I seriously considered starting this with the lyrics to the 2009 song “When I Grow Up,” but I would like to believe that my readers are too highbrow to recognize that dated pop culture reference. The reason I used a somewhat childish phrase as a title is because I want to talk about the future. The one I envisioned at different stages of life, and the “future” that I ended up living.
Most people remember the careers they imagined they might someday have, and I am no exception. My career dreams have been the following: blacksmith → psychologist → event planner. Surprised that I once dreamed of becoming a blacksmith? Read this post, and it will all make sense.
For many years, I wanted to be a blacksmith or, more specifically, someone who trims horses’ hooves. I was enthralled by the process when the blacksmith came to work on my horse’s feet, and it made me want to do the same thing when I grew up. It turns out that I was merely drawn to the career of someone I looked up to because that dream faded as the years went on.
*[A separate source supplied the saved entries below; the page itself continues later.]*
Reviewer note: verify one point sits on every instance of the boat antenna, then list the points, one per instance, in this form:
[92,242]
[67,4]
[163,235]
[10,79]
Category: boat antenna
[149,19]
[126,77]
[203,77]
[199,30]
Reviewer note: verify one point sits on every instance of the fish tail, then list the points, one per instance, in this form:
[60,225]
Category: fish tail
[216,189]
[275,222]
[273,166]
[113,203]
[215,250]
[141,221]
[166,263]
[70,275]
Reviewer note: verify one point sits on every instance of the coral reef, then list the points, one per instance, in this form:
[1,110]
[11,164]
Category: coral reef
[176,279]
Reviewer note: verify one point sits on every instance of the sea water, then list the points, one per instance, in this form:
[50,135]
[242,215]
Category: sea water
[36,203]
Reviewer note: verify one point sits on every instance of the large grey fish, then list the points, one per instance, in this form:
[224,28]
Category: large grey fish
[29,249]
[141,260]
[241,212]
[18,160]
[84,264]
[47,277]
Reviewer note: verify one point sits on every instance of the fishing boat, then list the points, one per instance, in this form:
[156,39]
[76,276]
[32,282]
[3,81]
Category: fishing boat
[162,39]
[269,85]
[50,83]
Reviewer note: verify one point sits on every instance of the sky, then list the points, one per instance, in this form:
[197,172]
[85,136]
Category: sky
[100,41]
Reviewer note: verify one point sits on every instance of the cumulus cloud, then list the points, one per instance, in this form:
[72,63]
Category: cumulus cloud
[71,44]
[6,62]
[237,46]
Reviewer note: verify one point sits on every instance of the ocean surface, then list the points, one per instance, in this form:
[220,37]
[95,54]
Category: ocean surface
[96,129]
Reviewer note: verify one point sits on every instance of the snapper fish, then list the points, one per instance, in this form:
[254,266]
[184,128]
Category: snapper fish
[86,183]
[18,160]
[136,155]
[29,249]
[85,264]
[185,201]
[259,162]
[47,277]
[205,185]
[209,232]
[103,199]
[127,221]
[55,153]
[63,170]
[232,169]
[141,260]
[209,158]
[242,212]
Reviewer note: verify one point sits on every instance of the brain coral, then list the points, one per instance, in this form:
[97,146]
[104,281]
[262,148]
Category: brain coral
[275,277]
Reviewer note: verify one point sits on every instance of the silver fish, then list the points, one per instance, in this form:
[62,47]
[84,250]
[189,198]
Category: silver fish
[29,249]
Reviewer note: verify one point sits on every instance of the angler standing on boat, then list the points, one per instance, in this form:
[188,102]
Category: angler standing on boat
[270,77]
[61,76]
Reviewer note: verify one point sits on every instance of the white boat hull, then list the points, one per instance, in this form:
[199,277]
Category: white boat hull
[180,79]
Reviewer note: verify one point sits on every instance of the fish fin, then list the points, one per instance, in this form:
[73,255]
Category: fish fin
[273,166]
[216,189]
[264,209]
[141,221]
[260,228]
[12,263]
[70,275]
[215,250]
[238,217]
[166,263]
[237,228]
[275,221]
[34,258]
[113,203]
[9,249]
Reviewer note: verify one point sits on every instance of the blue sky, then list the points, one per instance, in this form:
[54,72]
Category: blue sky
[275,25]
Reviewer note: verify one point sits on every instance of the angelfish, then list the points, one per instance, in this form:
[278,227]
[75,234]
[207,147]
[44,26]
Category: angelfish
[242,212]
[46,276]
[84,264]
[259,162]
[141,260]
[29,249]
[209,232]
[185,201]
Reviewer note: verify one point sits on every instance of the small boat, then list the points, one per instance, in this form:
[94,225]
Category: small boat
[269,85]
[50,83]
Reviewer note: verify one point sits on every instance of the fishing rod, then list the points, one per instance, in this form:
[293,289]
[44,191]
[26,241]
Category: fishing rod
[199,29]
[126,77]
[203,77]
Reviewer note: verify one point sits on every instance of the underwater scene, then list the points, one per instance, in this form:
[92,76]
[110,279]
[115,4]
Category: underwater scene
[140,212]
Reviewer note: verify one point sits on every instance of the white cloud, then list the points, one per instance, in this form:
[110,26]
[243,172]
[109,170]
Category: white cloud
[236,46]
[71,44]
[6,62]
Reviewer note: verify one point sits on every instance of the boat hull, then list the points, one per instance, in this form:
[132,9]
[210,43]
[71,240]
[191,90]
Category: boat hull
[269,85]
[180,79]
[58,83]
Following this, I entered a stage of uncertainty. I was in college by this point and didn’t know what I wanted to major in, let alone do for a career after graduation. I toyed with the idea of business, Spanish, and professional writing, but none of those options seemed to stick. (Especially the Spanish since my academic advisor acted like I had been sent from space to destroy the Spanish language single-handedly). Those purposeless feelings lasted for quite some time before I finally landed on psychology.
A friend suggested I look into it as a potential major, and I was soon captivated by the idea of being able to use my naturally over-analytical mind to help other people. I soon declared psychology as my major, and with every course I took, I fell more in love with the field of behavioral science. I saw this as a confirmation that I was meant to be in this area for life, but that didn’t turn out to be the case.
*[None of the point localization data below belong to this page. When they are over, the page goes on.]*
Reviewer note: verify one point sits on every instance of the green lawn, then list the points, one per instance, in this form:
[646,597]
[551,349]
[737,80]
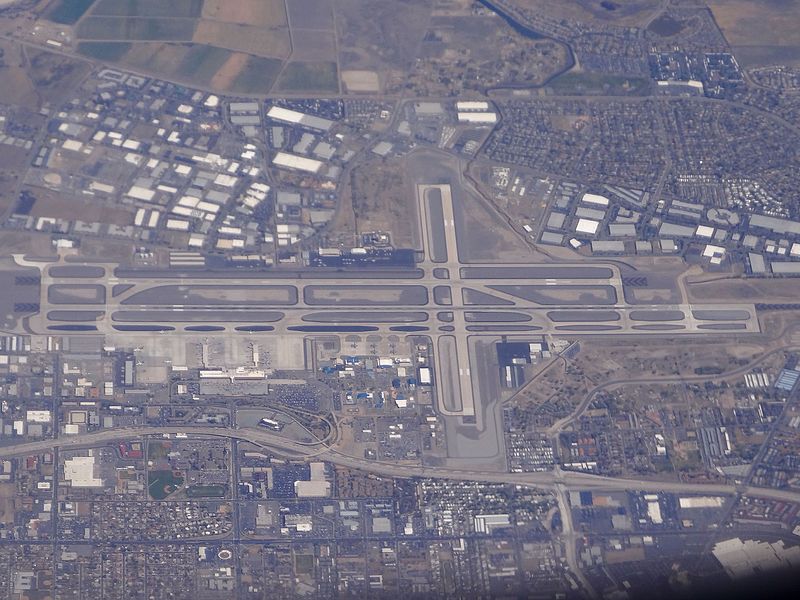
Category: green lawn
[161,484]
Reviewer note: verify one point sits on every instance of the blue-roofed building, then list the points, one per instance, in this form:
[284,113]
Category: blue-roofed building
[787,380]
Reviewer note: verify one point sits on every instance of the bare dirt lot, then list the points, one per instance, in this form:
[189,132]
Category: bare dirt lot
[749,290]
[379,199]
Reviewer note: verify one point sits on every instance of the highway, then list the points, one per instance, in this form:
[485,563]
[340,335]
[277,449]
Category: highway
[551,480]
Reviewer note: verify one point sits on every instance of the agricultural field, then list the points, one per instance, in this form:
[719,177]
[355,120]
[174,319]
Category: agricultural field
[236,47]
[148,8]
[68,12]
[309,77]
[258,13]
[135,28]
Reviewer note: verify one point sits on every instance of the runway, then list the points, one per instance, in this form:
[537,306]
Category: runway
[451,301]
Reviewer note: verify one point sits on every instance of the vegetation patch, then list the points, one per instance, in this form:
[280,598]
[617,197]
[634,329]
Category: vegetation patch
[135,28]
[68,12]
[149,8]
[206,491]
[161,484]
[310,76]
[109,51]
[257,75]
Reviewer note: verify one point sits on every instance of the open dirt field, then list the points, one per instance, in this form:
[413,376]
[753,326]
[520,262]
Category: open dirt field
[758,22]
[762,32]
[380,199]
[16,87]
[258,13]
[59,205]
[750,290]
[380,34]
[244,38]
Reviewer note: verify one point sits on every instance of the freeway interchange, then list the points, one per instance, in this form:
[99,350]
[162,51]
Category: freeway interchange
[547,480]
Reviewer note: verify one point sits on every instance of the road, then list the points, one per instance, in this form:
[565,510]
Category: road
[294,450]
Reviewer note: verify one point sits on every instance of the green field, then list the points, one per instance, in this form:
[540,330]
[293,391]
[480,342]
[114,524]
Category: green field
[110,51]
[202,62]
[135,28]
[308,77]
[67,12]
[581,83]
[161,484]
[206,491]
[257,76]
[149,8]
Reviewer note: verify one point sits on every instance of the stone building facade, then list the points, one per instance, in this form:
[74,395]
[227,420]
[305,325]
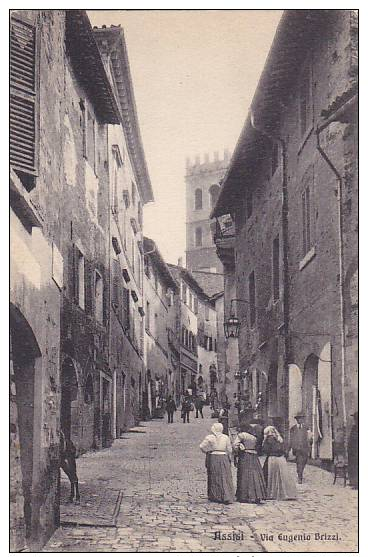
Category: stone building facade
[292,191]
[203,182]
[130,190]
[162,361]
[232,389]
[65,110]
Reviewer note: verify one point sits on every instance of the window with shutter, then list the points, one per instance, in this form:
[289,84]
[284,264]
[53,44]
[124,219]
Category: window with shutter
[23,98]
[116,290]
[126,310]
[99,298]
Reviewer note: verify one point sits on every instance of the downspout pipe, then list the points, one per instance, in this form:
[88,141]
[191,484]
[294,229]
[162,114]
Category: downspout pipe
[339,179]
[285,252]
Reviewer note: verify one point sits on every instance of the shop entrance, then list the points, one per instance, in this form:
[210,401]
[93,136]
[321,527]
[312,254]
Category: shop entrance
[25,357]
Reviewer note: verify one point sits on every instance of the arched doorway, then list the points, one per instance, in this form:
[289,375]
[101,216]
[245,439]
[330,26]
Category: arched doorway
[24,357]
[310,384]
[69,394]
[295,392]
[272,399]
[88,414]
I won’t go into all the gory details, but long story short, I wasn’t able to land a graduate assistantship to help me pay my way through a master’s degree. I was initially devastated, but I soon realized that being a psychologist was not meant to be. (There’s a much longer explanation in this post).
After this unexpected change in plans, I had to take a step back to evaluate what I wanted to do with my life. Turns out, I didn’t have to look any further than my current job as an event planner. Once I knew that being a psychologist was out of the picture, I began to notice everything I enjoyed about my job planning events.
I love being able to take an idea, break it into a thousand tiny details, and then assemble them into the actual event. I have also been surprised to find that I put my years of psychology study to use by thinking through ways to craft the best experience for each attendee. And honestly, I love that I can be the person with a headset and clipboard telling people what to do.
So there you have it, my dreams versus reality. I find it fascinating to reflect on what I once envisioned for myself since I ended up somewhere far different than I’d ever planned. People often sense this because they’ll ask me if I will stick with event planning. I never know how best to respond since my past has taught me that our ambitions and goals can change unexpectedly.
So I’ll say this: event planning is the perfect job at this stage in my life. Will that change? Possibly, but that is alright with me since I know that some of my best moments are those that are entirely unplanned.